Le décor est en tout cas planté : Tora-san est résolument un enfant du peuple. Il n’a jamais connu sa mère. Après s’être disputé avec son père, il fugue vers 16 ans et quitte son quartier, son kokyô, sa terre natale, son “bled”, laissant derrière lui son père, qui meurt après son départ, et une jeune sœur, Sakura. Le premier film, celui de 1969, commence avec le retour de Torajirô à Shibamata après dix ans d’absence. Tout montre, dans le film, le décalage de ce Tora-san avec la modernité industrielle, le miracle économique et les valeurs qui les sous-tendent : l’effort, la constance, la stabilité. Le décalage est encore plus grand, on aura deviné, avec l’univers de Shinjuku mis en scène par Ôshima.
Sans diplôme, sans travail fixe, vivant au jour le jour, se déplaçant de ville en ville et de région en région (cela fait partie du charme de la série dont chaque film montre un visage particulier de l’archipel), chantant des chansons irrémédiablement hors mode (a-t-il jamais entendu les Beatles, les Rolling Stones ?), Torajirô mène une vie de tekiya, de yashi, ces bonimenteurs qui vendent de la camelote les jours de marché ou de fête et dont tout, le statut, le parler et l’accoutrement, les apparentent aux yakuza. Or ce bonimenteur, sentimental, généreux mais irrémédiablement maladroit, est constamment en train de “rire avec son visage, pleurer avec son ventre”. Etre un homme n’est pas une sinécure, lorsqu’on se trouve soumis au regard méprisant des gens comme il faut, lorsque l’amour, pour un vagabond, s’avère inaccessible.

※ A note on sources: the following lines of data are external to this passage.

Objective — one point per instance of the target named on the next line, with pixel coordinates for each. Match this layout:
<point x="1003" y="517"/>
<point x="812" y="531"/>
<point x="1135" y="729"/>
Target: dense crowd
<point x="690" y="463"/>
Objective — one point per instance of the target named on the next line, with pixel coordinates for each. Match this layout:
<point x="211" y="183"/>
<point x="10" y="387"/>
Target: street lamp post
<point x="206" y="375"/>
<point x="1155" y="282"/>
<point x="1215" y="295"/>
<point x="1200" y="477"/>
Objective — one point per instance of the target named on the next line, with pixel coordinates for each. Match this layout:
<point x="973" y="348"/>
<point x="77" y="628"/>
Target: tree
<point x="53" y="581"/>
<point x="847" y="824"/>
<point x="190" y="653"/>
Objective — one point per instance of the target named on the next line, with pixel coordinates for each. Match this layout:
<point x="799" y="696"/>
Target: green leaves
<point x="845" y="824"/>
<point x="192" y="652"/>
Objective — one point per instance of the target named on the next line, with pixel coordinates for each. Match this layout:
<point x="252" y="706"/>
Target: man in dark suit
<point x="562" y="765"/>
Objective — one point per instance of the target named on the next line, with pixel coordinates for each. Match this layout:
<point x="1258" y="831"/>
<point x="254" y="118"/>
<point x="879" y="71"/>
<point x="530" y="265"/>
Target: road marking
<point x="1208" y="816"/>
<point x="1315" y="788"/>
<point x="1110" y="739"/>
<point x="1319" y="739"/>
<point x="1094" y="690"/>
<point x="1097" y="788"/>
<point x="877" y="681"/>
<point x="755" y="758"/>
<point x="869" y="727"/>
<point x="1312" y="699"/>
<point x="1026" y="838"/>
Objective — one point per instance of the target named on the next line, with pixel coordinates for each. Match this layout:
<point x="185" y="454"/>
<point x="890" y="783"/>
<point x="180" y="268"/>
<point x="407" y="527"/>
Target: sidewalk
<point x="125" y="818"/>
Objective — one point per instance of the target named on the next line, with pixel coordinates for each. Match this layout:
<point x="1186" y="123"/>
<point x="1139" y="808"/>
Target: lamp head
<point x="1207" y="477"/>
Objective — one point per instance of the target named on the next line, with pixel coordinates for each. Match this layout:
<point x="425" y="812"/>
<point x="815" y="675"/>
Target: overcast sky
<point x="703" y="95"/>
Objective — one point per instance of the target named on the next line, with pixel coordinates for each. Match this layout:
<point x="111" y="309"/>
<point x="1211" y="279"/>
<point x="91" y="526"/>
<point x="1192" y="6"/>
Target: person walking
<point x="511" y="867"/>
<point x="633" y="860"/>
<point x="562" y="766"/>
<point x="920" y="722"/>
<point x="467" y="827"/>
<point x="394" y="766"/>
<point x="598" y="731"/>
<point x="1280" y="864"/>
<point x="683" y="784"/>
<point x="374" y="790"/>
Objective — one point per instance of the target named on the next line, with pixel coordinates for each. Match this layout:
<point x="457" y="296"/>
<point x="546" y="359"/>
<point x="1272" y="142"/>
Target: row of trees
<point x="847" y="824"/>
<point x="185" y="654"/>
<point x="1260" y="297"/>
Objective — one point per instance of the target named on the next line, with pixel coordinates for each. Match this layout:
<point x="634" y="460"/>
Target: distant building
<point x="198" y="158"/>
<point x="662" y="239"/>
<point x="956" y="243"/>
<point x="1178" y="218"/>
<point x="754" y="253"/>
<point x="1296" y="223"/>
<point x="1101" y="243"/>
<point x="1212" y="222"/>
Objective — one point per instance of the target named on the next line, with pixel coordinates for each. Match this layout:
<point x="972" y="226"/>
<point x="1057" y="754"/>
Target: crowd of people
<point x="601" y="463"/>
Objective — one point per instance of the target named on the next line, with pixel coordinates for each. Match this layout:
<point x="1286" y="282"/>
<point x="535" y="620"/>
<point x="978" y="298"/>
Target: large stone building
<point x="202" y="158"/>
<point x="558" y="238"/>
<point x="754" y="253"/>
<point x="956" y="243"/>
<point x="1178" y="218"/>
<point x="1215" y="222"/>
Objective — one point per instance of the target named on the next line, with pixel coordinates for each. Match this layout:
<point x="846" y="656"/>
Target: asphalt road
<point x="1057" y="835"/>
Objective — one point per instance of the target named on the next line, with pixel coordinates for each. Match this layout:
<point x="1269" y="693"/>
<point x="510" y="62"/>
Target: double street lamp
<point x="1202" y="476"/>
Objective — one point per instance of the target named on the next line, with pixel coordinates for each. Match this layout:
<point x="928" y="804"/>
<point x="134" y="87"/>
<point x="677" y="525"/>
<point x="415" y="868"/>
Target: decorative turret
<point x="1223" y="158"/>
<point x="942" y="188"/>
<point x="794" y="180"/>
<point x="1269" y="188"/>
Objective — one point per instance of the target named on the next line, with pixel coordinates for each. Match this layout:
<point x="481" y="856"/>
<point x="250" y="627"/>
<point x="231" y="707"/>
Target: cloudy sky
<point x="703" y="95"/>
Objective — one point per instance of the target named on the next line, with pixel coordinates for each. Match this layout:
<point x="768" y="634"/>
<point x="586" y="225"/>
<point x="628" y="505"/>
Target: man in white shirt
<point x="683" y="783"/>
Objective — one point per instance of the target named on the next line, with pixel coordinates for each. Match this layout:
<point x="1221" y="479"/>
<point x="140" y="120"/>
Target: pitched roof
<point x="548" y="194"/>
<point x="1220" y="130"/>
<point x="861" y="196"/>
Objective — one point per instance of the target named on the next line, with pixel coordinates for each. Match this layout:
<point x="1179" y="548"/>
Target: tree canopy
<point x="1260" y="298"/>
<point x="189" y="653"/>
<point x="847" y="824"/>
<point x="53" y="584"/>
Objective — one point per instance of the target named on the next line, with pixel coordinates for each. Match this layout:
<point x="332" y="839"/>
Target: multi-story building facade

Mais voilà, nous dit Yamada Yôji à travers Tora-san, vivre, c’est précisément rire avec le visage, et garder en son for intérieur les souffrances. Il n’est donc pas question de s’installer dans les jérémiades, de se complaire dans la posture de “c’est la faute aux autres, aux riches, au gouvernement”. A aucun moment Tora-san ne s’apitoie sur son sort — les rires et les larmes du quartier vers lequel il revient toujours pour mieux repartir lui suffisent. De condition modeste, confronté à de multiples barrières visibles et invisibles, il profite par contre de la distance qui le sépare des autres pour se préserver un espace de liberté, au fondement de sa dignité en tant qu’être humain. Sans passer par les discours de la dénonciation auxquels il pourrait légitimement faire appel eu égard à son statut de déclassé, il sera amené à rappeler, film après film, les possibilités d’une liberté à laquelle la modernité japonaise donne parfois l’impression d’avoir renoncé. En ceci, la série Otoko wa tsuraiyo est une œuvre dont le ressort narratif, pourtant codifié une fois pour toutes — retour au quartier, voyages assortis de chagrins d’amour, départ — délivre inlassablement un message d’espoir qui reste de bout en bout politique. La façon dont les Japonais l’ont plébiscitée et le plébiscitent encore montre qu’ils l’ont bien entendu.